Pour gouverner avec toute la volonté et toute la puissance de l'Etat avec la légitimité absolue, sans restreindre la liberté par cette hauteur,il doit escalader la montagne des Architectes du Bien. C’est au-dessus de cette montagne que se trouve l’élément supérieur qui complète sa légitimité. Le prince élu démocratiquement par le peuple doit s’adresser à un autre corps électoral. Celui qui veille sur l’intégrité de la vie de l’Etats et de ses vies parmi les hommes et dans la nature. Il doit escalader la montagne de la vérité. Lorsqu’il arrive au sommet de la montagne-ce qui n’est pas un chemin facile-il doit chanter l’hymne national.


Au sommet de la montagne des architecte du bien, un serpent enroulé autour du corps d’un nouveau-né.Cet enfant de la république et ce serpent de la république forment le deuxième corps de la république,le corps le plus élevé et le plus lourd de la république.Ce serpent fait partie de la race de serpent dont les venins sont les plus mortels et des plus hostiles lorsque l'on s'approche de son bien.

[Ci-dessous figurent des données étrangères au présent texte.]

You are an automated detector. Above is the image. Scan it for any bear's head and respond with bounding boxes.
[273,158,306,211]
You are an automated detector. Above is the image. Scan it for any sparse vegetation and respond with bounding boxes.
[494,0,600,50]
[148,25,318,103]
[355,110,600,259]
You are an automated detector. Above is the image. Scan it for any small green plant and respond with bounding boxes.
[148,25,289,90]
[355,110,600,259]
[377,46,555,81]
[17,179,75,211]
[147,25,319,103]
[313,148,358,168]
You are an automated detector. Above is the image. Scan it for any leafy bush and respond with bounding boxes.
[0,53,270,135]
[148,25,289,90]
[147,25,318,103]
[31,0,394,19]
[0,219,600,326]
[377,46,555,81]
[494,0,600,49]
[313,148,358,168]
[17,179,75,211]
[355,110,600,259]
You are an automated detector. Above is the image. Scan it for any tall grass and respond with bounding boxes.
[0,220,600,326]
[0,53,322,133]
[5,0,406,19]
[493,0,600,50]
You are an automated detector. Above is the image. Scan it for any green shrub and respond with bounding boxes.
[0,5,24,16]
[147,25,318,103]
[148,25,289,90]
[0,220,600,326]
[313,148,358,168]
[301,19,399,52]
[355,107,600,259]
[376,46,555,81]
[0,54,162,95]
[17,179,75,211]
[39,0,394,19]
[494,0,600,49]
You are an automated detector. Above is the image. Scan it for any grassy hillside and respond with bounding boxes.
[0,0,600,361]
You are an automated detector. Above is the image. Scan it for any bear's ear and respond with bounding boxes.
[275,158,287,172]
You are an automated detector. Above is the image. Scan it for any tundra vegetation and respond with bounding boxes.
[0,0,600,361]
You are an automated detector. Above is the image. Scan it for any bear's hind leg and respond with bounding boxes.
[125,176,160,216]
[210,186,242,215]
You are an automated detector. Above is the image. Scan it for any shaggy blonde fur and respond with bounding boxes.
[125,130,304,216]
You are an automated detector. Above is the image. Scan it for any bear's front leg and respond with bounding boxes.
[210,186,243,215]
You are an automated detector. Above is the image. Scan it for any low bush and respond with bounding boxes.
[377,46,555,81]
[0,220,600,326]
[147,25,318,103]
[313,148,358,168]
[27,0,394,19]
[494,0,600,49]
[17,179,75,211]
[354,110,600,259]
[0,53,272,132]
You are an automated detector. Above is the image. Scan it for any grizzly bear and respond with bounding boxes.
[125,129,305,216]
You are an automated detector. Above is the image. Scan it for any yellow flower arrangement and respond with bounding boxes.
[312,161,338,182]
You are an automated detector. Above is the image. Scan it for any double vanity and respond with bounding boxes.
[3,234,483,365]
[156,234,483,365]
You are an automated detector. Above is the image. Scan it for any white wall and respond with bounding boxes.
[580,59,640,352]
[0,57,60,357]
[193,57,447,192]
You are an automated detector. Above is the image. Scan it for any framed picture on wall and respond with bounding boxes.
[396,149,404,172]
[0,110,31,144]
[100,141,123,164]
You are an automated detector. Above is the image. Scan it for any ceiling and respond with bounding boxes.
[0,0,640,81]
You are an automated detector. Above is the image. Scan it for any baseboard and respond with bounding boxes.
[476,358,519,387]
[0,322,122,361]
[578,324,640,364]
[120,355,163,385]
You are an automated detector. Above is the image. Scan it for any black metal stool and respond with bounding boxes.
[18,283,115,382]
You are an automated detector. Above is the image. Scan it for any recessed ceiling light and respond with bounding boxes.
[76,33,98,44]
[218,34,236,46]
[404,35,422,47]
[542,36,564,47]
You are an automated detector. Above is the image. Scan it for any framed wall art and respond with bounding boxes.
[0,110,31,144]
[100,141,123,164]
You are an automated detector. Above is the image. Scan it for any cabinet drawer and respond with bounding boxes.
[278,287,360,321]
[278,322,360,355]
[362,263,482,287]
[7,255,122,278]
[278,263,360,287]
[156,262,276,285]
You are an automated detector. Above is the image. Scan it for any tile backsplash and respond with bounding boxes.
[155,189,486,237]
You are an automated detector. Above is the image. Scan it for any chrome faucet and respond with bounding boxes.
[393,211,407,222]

Ce nouveau-né et ce Serpent viennent des eaux de l’océan Jotnaam Ndigil qui prolonge et délimite le territoire de cet Etat du côté de l’ouest. Le prince qui vient d’être réélu dans cet Etat avec 51% n'est pas obligé.Cette étape ancienne dans le sacre du prince est conservée dans la Constitution qui naquit à l'époque où les dernièrs Etats coloinisés du monde reçurent leur indépendances.